Driven by the religious principle of “tikkun olam,” which means repairing or healing the world, Congregation Beth Shalom of the Blue Hills has installed 78 solar panels on its synagogue’s roof -- enough to meet nearly all the Milton building’s electricity needs.
“It’s a huge principle of Judaism,” congregation president Paul Cooperstein said of tikkun olam. “Over the long term, 20 years, there will also be a financial benefit, but that wasn’t the key. Even if it had been cost-neutral or cost a little bit, we would have done it. It’s primarily to stop using damaging petroleum fuels.”
Cooperstein said the panels were installed from October to December of 2020 by Arlington-based SunBug Solar, with assistance from Resonant Energy of Boston, and recently started generating electricity. Resonant Energy specializes in solar arrays for houses of worship, nonprofits, and affordable housing, and has helped with solar projects for churches and synagogues in Brockton, Milton, New Bedford, and Westwood.
The panels on the synagogue’s roof are expected to produce about 29,000 kilowatt-hours annually, which will supply about 95 percent of the synagogue’s electrical use when it gets back to non-pandemic conditions, he said.
The solar generation also will reduce carbon-dioxide emissions by an amount equivalent each year to the effect of 30 acres of forest, he said.
Congregation Beth Shalom of the Blue Hills is an independent synagogue that merged the memberships of the former Congregation Beth Shalom of Milton and Congregation Beth El in Quincy, both of which had declining and aging memberships.
Members come from Milton, Quincy, Boston, and Weymouth.
Congregation Beth Shalom had been around about 80 years and in the 1960s and 1970s had as many as 600 families, Cooperstein said. He said the membership had declined to about 175 families when the congregation decided 10 years ago to sell its building on Blue Hill Avenue. Temple Beth El in Quincy also sold its building.

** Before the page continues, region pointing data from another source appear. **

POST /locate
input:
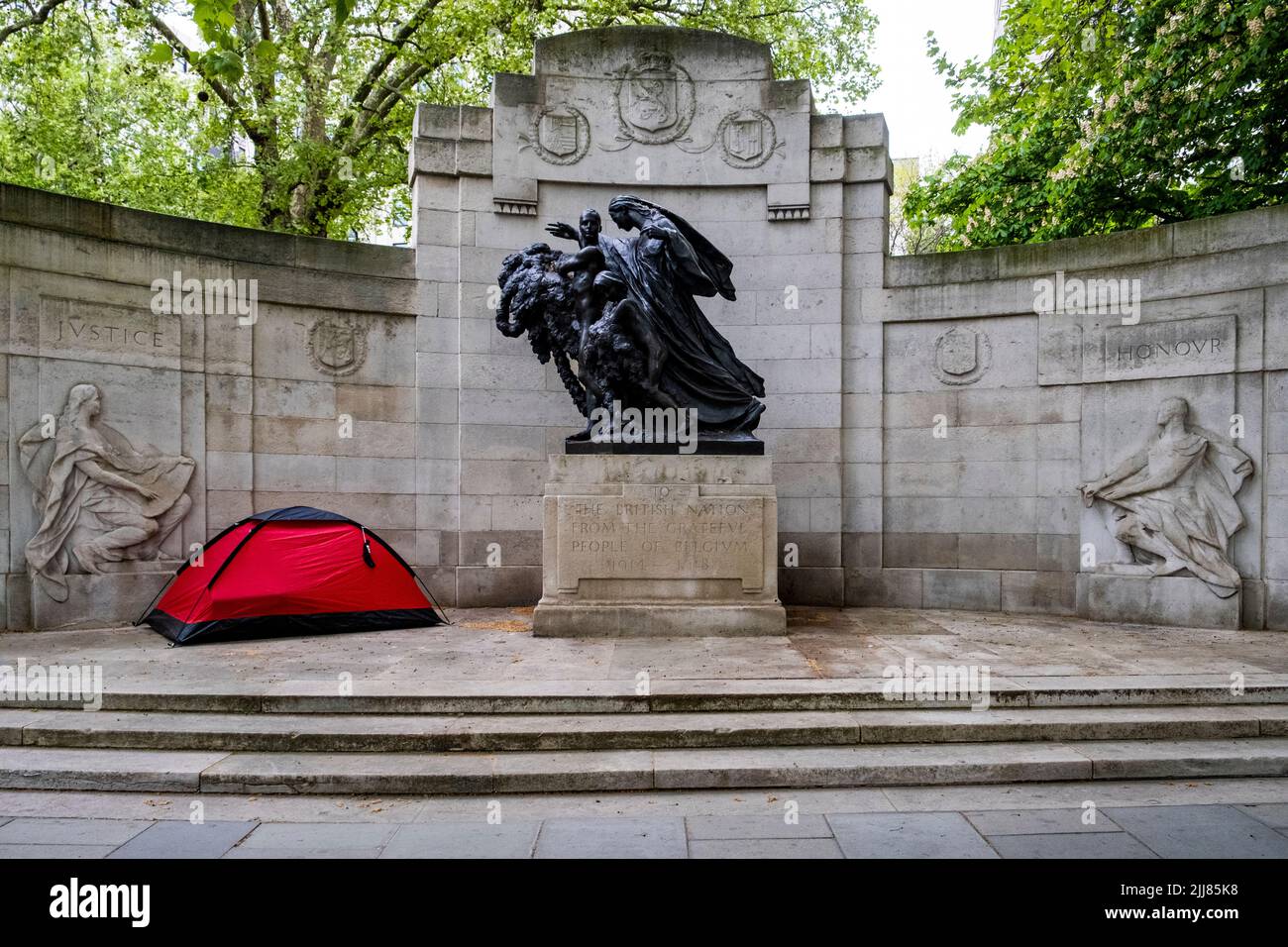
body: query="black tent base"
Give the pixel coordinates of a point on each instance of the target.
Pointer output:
(287, 625)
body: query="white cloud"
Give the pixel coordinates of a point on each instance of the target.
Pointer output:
(912, 95)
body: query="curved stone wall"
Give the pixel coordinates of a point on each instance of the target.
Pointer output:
(930, 418)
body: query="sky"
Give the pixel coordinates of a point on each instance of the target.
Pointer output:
(912, 95)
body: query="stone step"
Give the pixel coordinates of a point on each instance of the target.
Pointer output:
(648, 731)
(464, 774)
(684, 696)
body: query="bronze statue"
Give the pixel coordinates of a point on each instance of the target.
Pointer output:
(623, 309)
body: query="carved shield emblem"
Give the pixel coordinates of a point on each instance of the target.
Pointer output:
(958, 352)
(336, 346)
(656, 101)
(746, 138)
(961, 356)
(651, 98)
(559, 132)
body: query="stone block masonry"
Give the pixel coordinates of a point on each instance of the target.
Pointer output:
(930, 419)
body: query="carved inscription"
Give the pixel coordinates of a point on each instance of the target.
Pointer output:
(681, 535)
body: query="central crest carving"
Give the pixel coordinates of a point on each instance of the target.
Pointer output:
(656, 101)
(559, 136)
(336, 346)
(962, 356)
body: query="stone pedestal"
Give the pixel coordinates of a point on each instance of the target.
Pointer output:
(116, 596)
(660, 545)
(1154, 600)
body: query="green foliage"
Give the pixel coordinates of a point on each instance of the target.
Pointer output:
(1112, 115)
(318, 94)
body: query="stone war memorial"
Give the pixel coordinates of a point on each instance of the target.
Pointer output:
(651, 236)
(644, 505)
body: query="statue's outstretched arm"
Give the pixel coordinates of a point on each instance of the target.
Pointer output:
(563, 231)
(1094, 488)
(97, 472)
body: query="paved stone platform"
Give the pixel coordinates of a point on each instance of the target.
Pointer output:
(1228, 818)
(492, 651)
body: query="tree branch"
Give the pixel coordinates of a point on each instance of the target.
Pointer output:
(37, 18)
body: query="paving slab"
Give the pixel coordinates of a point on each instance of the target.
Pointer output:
(764, 848)
(1072, 845)
(612, 838)
(54, 852)
(181, 839)
(69, 831)
(1039, 822)
(464, 840)
(1274, 814)
(1072, 795)
(716, 827)
(1201, 831)
(909, 835)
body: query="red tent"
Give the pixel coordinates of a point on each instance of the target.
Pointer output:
(291, 571)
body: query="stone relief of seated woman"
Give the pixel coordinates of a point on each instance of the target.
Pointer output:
(1172, 501)
(101, 500)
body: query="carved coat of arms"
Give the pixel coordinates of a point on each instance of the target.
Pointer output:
(747, 138)
(559, 134)
(962, 355)
(656, 99)
(336, 346)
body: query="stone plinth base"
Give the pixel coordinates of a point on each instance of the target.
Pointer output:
(111, 598)
(660, 545)
(1154, 600)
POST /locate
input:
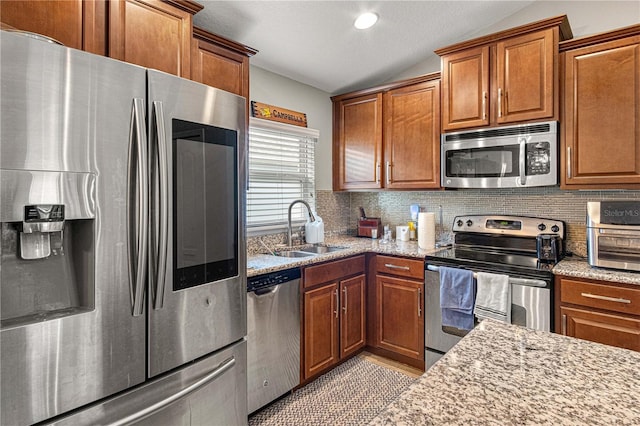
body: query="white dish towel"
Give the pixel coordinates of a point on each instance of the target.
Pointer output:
(493, 297)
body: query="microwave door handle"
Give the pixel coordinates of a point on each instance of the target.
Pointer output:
(138, 211)
(523, 148)
(163, 176)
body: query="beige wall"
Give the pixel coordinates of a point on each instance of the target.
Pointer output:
(585, 18)
(274, 89)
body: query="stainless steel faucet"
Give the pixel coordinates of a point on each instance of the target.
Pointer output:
(311, 217)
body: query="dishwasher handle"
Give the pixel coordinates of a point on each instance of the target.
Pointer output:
(265, 291)
(513, 281)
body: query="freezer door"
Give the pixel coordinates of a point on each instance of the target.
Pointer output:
(68, 336)
(212, 391)
(197, 281)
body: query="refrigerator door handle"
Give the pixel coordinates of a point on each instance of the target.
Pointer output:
(163, 168)
(222, 368)
(137, 217)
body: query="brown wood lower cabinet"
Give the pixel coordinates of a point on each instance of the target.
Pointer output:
(609, 329)
(397, 307)
(400, 318)
(333, 314)
(599, 311)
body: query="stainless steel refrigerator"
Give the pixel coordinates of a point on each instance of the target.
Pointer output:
(123, 270)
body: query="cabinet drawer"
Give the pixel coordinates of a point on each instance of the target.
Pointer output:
(601, 296)
(326, 272)
(399, 266)
(607, 329)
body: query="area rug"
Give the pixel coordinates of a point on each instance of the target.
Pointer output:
(351, 394)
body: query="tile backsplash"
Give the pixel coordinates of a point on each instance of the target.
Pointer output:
(339, 210)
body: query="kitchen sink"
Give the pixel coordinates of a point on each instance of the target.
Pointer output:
(293, 253)
(322, 249)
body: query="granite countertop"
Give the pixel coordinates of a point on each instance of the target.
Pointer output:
(580, 268)
(264, 263)
(505, 375)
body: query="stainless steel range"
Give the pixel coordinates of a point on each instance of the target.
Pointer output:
(524, 248)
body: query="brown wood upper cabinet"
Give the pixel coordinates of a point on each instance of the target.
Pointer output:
(388, 136)
(221, 63)
(503, 78)
(153, 33)
(601, 95)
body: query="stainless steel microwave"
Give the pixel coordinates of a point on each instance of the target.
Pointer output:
(505, 157)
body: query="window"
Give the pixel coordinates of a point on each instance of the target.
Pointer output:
(281, 170)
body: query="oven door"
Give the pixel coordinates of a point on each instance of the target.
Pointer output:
(530, 307)
(501, 162)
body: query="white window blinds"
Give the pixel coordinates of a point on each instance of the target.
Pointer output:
(281, 170)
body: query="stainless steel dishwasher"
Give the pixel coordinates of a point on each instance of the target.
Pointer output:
(273, 336)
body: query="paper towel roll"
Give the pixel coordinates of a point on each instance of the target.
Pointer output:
(426, 230)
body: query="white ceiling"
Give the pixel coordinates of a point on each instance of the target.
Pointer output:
(314, 42)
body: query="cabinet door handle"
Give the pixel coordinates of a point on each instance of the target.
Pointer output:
(388, 172)
(523, 161)
(391, 266)
(344, 306)
(607, 298)
(484, 105)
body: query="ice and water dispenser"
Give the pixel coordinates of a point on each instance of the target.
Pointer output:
(47, 252)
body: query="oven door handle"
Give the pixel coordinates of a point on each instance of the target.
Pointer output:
(523, 163)
(513, 281)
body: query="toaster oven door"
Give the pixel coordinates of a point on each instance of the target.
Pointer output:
(614, 248)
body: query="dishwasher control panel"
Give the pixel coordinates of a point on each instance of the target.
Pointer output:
(272, 278)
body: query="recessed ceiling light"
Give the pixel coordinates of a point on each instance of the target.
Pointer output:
(366, 20)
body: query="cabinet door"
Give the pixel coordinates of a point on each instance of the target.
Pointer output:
(602, 116)
(151, 33)
(412, 136)
(352, 317)
(525, 77)
(357, 146)
(614, 330)
(400, 325)
(465, 89)
(218, 67)
(74, 23)
(320, 329)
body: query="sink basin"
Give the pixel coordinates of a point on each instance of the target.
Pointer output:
(293, 253)
(322, 249)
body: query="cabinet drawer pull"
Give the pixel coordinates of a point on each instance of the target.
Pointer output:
(391, 266)
(344, 306)
(607, 298)
(388, 172)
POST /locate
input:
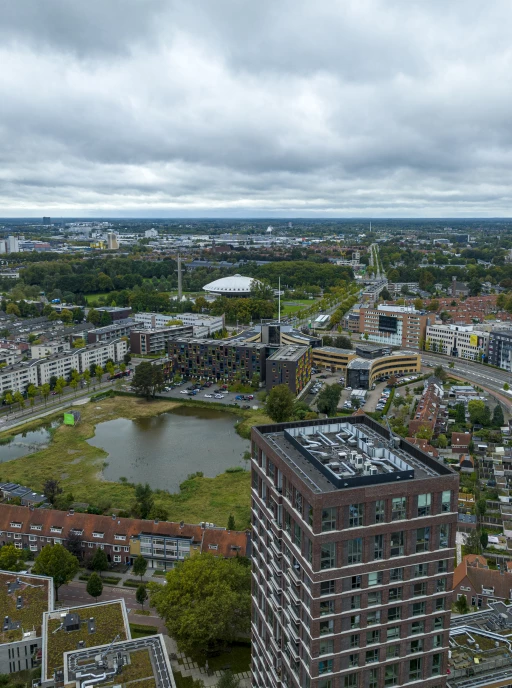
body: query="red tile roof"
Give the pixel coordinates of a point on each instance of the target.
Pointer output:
(110, 527)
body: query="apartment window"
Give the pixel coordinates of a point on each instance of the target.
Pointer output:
(355, 551)
(397, 544)
(391, 675)
(374, 597)
(394, 613)
(422, 540)
(444, 535)
(328, 555)
(419, 589)
(373, 618)
(393, 632)
(446, 500)
(355, 621)
(398, 505)
(353, 660)
(442, 566)
(355, 515)
(326, 627)
(395, 594)
(380, 511)
(325, 666)
(372, 637)
(396, 575)
(392, 651)
(436, 664)
(328, 519)
(415, 666)
(372, 656)
(326, 647)
(375, 578)
(327, 588)
(424, 504)
(420, 570)
(418, 608)
(326, 607)
(378, 547)
(416, 645)
(355, 582)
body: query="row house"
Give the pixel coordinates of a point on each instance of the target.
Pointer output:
(161, 543)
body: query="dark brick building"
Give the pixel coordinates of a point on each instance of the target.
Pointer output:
(353, 549)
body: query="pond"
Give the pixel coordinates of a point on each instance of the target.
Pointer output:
(25, 443)
(163, 450)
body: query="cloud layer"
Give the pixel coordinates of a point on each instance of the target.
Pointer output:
(162, 108)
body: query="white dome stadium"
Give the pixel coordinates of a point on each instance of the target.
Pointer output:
(235, 285)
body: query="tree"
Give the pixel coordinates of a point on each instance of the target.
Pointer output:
(462, 604)
(140, 566)
(141, 595)
(424, 432)
(228, 680)
(94, 585)
(442, 441)
(11, 558)
(99, 561)
(51, 490)
(280, 403)
(497, 416)
(147, 379)
(440, 373)
(57, 562)
(144, 501)
(206, 602)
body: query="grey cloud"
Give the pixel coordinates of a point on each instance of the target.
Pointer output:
(353, 108)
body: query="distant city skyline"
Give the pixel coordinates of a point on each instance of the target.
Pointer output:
(361, 109)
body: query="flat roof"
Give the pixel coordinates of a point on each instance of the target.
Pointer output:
(23, 600)
(355, 451)
(141, 663)
(94, 624)
(289, 352)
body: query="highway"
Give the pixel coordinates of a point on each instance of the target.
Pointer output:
(481, 375)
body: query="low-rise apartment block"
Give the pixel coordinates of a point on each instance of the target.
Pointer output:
(457, 340)
(289, 365)
(155, 341)
(161, 543)
(401, 326)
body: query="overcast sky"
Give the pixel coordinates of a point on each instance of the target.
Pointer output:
(280, 108)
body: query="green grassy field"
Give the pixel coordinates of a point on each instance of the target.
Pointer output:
(78, 465)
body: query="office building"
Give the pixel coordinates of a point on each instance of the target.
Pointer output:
(289, 365)
(353, 547)
(402, 326)
(155, 341)
(461, 341)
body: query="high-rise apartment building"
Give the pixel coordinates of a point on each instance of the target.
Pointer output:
(353, 548)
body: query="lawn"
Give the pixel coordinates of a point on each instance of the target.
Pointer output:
(78, 465)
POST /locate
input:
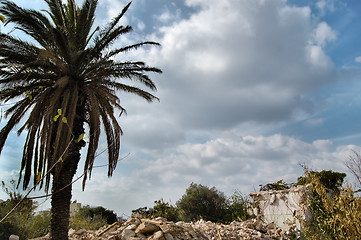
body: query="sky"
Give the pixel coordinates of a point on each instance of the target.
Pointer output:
(250, 90)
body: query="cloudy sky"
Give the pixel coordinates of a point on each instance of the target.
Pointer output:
(250, 89)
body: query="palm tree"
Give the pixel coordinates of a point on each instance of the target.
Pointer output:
(63, 82)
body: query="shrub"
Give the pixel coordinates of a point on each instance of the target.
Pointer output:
(202, 202)
(237, 208)
(335, 216)
(92, 218)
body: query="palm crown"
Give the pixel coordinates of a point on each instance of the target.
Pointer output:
(64, 79)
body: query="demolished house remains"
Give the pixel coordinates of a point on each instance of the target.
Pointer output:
(283, 207)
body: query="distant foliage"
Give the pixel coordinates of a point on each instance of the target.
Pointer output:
(203, 202)
(92, 218)
(160, 209)
(329, 179)
(23, 221)
(237, 208)
(279, 185)
(336, 214)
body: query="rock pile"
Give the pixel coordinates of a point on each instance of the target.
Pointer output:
(139, 228)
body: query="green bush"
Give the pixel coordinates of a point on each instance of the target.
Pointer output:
(92, 218)
(335, 216)
(160, 209)
(202, 202)
(237, 208)
(23, 221)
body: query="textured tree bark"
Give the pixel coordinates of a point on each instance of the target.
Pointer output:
(60, 205)
(62, 185)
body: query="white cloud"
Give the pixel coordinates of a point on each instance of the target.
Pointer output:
(358, 59)
(228, 163)
(323, 33)
(234, 62)
(325, 6)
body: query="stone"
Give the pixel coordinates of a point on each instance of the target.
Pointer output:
(139, 228)
(14, 237)
(147, 228)
(127, 234)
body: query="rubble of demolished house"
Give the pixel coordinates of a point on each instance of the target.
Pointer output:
(139, 228)
(278, 213)
(283, 207)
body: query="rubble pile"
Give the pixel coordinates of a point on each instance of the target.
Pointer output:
(139, 228)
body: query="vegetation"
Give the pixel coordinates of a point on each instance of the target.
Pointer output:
(92, 218)
(279, 185)
(201, 202)
(61, 85)
(335, 216)
(24, 222)
(160, 209)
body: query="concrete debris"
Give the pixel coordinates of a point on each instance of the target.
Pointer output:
(283, 207)
(139, 228)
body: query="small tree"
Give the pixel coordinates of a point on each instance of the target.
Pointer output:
(202, 202)
(23, 222)
(237, 208)
(92, 218)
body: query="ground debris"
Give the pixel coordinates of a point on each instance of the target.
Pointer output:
(140, 228)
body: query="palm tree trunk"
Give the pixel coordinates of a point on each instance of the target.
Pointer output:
(60, 205)
(62, 185)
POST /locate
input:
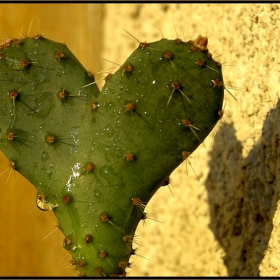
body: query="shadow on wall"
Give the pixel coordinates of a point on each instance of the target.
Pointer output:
(243, 195)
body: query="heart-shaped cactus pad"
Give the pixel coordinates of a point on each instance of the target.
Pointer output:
(96, 158)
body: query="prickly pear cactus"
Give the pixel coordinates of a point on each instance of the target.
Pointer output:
(96, 159)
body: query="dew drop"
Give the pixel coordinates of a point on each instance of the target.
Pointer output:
(44, 156)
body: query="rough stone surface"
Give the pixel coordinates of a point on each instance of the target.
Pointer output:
(225, 223)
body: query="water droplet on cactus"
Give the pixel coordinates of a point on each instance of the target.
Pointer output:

The new congregation opened a new, smaller building in Milton in 2016, on land donated by members Marvin and Andrea Gordon of Milton.
Marvin Gordon’s grandparents, Bertha and Samuel Shoolman, bought the land in 1920 – a purchase that made it the first Jewish-owned property in Milton, according to a history on the congregation website – and ran a kosher dairy on the site for 29 years.
“A lot of good karma there,” Cooperstein said.
He said the congregation now has about 150 families, many of them young.
He said financing for the project came, in part, from a grant from the Left Coast Fund through the Solar Moonshot Program, both of which help nonprofits finance solar projects. The fund was created by a San Diego philanthropist to support work aimed at addressing the climate crisis.